If you need inspiration, the Internet is chalk-full of tutorials, but I want you to see how far you can get on your own first. I've linked to the original MNIST dataset above but it will probably be easier to download data through a neural network library. If you reference outside resources make sure you understand every line of code that you're using from other sources, and share with your fellow students helpful resources that you find.


### Parts
1. Gathering & Transforming the Data
2. Making MNIST a Binary Problem
3. Estimating your Neural Network (the part you focus on)

### Gathering the Data 

`keras` has a handy method to pull the mnist dataset for you. You'll notice that each observation is a 28x28 arrary which represents an image. Although most Neural Network frameworks can handle higher dimensional data, that is more overhead than necessary for us. We need to flatten the image to one long row which will be 784 values (28X28). Basically, you will be appending each row to one another to make on really long row. 

In [0]:
import numpy as np
from tensorflow.keras.datasets import mnist
from tensorflow.keras.utils import to_categorical

In [0]:
# input image dimensions
img_rows, img_cols = 28, 28

In [0]:
# the data, split between train and test sets
(x_train, y_train), (x_test, y_test) = mnist.load_data()

In [0]:
x_train = x_train.reshape(x_train.shape[0], img_rows * img_cols)
x_test = x_test.reshape(x_test.shape[0], img_rows * img_cols)

# Normalize Our Data
x_train = x_train / 255
x_test = x_test / 255

In [0]:
# Now the data should be in a format you're more familiar with
x_train.shape

(60000, 784)

### Making MNIST a Binary Problem 
MNIST is multiclass classification problem; however we haven't covered all the necessary techniques to handle this yet. You would need to one-hot encode the target, use a different loss metric, and use softmax activations for the last layer. This is all stuff we'll cover later this week, but let us simplify the problem for now: Zero or all else.

In [0]:
import numpy as np

y_temp = np.zeros(y_train.shape)
y_temp[np.where(y_train == 0.0)[0]] = 1
y_train = y_temp

y_temp = np.zeros(y_test.shape)
y_temp[np.where(y_test == 0.0)[0]] = 1
y_test = y_temp

In [0]:
# A Nice Binary target for ya to work with
y_train

array([0., 1., 0., ..., 0., 0., 0.])

### Estimating Your `net

In [0]:
##### Your Code Here #####
model = Sequential([
    Dense(784, activation='sigmoid', input_dim=784),
    Dense(1, activation='sigmoid')
])

model.compile(optimizer='sgd',
              loss='binary_crossentropy', 
              metrics=['acc'])

model.fit(x_train, y_train, epochs=10)
test_loss, test_acc = model.evaluate(x_test, y_test)

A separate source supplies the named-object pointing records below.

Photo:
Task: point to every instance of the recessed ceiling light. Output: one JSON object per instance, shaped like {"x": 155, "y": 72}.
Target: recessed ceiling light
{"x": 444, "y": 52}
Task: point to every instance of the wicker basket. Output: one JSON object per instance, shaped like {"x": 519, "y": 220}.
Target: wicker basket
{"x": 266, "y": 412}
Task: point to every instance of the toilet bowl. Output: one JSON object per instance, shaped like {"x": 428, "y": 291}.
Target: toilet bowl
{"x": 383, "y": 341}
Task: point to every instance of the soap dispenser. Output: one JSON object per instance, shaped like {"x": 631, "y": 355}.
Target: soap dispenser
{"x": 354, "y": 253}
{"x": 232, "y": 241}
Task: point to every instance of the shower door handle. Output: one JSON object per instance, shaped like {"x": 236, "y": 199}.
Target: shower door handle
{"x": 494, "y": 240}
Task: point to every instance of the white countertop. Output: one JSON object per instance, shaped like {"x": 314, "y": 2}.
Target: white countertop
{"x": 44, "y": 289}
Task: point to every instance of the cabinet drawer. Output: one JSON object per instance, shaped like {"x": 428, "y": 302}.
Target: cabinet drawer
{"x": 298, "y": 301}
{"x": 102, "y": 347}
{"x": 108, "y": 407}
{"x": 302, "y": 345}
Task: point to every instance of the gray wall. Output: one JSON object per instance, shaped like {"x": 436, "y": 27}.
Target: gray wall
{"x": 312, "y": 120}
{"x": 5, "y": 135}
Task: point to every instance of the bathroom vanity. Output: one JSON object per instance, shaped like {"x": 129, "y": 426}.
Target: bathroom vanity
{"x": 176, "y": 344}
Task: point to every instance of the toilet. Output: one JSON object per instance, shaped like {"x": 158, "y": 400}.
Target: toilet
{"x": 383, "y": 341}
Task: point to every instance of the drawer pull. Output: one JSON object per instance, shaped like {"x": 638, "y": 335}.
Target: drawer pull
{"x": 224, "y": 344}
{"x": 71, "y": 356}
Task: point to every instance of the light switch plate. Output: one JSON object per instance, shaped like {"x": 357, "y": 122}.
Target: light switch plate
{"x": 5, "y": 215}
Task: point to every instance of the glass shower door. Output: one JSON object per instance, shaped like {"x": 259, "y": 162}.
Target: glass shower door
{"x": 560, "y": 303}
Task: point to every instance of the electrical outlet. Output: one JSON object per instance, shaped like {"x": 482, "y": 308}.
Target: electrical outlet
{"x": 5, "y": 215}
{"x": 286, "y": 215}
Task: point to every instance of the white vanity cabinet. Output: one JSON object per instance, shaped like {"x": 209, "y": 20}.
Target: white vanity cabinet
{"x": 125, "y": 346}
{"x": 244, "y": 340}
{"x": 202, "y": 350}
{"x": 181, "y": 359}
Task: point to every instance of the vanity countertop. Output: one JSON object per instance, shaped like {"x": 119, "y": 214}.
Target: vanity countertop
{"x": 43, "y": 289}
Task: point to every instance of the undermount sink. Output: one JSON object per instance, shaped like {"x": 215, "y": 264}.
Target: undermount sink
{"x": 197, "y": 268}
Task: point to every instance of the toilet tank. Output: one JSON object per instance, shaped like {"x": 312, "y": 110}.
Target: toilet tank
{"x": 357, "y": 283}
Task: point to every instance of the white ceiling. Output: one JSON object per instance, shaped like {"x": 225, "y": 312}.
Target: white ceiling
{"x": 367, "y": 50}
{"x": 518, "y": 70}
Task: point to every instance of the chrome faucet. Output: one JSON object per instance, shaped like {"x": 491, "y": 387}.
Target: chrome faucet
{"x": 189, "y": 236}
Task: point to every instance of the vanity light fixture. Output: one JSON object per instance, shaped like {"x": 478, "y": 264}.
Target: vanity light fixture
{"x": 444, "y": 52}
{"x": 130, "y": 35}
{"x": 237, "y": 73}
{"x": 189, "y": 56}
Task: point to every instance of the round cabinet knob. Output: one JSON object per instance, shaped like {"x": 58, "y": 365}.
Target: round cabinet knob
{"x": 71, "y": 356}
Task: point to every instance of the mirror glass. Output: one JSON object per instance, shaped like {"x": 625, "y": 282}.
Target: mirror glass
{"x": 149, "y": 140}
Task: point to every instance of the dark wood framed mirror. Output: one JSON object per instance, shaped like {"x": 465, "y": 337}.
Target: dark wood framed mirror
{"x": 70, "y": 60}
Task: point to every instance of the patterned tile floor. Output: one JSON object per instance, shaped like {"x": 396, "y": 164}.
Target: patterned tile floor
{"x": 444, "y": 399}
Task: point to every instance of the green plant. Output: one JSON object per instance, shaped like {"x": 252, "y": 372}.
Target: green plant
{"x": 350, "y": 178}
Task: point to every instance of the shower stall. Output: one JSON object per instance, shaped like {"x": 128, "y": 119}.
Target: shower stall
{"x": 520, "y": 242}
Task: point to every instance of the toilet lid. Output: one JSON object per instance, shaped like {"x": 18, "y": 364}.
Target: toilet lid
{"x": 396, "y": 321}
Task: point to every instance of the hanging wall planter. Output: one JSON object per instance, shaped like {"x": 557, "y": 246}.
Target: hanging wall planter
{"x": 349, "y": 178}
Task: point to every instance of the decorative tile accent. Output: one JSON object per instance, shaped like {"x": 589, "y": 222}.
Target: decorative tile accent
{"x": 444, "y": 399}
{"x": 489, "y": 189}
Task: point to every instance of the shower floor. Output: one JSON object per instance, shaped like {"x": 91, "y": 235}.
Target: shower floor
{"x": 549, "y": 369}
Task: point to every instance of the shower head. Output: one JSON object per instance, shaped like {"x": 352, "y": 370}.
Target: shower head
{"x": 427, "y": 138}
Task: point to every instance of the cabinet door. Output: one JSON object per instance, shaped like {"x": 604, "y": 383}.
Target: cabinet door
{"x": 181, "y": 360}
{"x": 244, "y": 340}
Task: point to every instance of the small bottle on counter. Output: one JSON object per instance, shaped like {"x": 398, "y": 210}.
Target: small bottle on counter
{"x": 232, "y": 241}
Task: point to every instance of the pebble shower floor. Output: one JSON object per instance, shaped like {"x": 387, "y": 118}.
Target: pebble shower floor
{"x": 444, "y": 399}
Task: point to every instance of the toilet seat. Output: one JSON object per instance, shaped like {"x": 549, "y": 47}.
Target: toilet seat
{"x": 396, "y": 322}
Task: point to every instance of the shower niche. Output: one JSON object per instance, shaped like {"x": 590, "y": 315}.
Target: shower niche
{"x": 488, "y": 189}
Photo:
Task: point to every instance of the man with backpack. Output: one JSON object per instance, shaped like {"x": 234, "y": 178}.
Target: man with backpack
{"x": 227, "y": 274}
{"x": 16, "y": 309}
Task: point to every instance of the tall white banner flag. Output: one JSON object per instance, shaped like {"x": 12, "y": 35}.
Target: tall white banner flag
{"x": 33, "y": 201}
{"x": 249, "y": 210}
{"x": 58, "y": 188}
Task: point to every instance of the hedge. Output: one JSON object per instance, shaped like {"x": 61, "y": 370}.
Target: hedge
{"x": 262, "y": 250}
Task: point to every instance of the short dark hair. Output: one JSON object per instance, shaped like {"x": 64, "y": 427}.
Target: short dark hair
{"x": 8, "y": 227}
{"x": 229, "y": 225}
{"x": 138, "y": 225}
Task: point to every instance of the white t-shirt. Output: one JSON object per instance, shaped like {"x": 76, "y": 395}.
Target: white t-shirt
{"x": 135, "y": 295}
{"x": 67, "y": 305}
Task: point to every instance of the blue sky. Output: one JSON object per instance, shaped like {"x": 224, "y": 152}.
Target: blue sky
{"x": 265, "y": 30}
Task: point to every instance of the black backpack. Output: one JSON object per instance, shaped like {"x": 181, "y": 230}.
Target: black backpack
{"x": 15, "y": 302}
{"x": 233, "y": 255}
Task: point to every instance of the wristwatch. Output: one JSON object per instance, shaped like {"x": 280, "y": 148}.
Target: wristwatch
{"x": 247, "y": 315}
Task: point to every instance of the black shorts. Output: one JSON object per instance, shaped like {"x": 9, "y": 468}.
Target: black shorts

print("Test accuracy:", test_acc)

Train on 60000 samples
Epoch 1/10
Epoch 2/10
Epoch 3/10
Epoch 4/10
Epoch 5/10
Epoch 6/10
Epoch 7/10
Epoch 8/10
Epoch 9/10
Epoch 10/10
Test accuracy: 0.9898


## Stretch Goals: 

- Make MNIST a multiclass problem using cross entropy & soft-max
- Implement Cross Validation model evaluation on your MNIST implementation 
- Research different [Gradient Descent Based Optimizers](https://keras.io/optimizers/)
 - [Siraj Raval the evolution of gradient descent](https://www.youtube.com/watch?v=nhqo0u1a6fw)
- Build a housing price estimation model using a neural network. How does its accuracy compare with the regression models that we fit earlier on in class?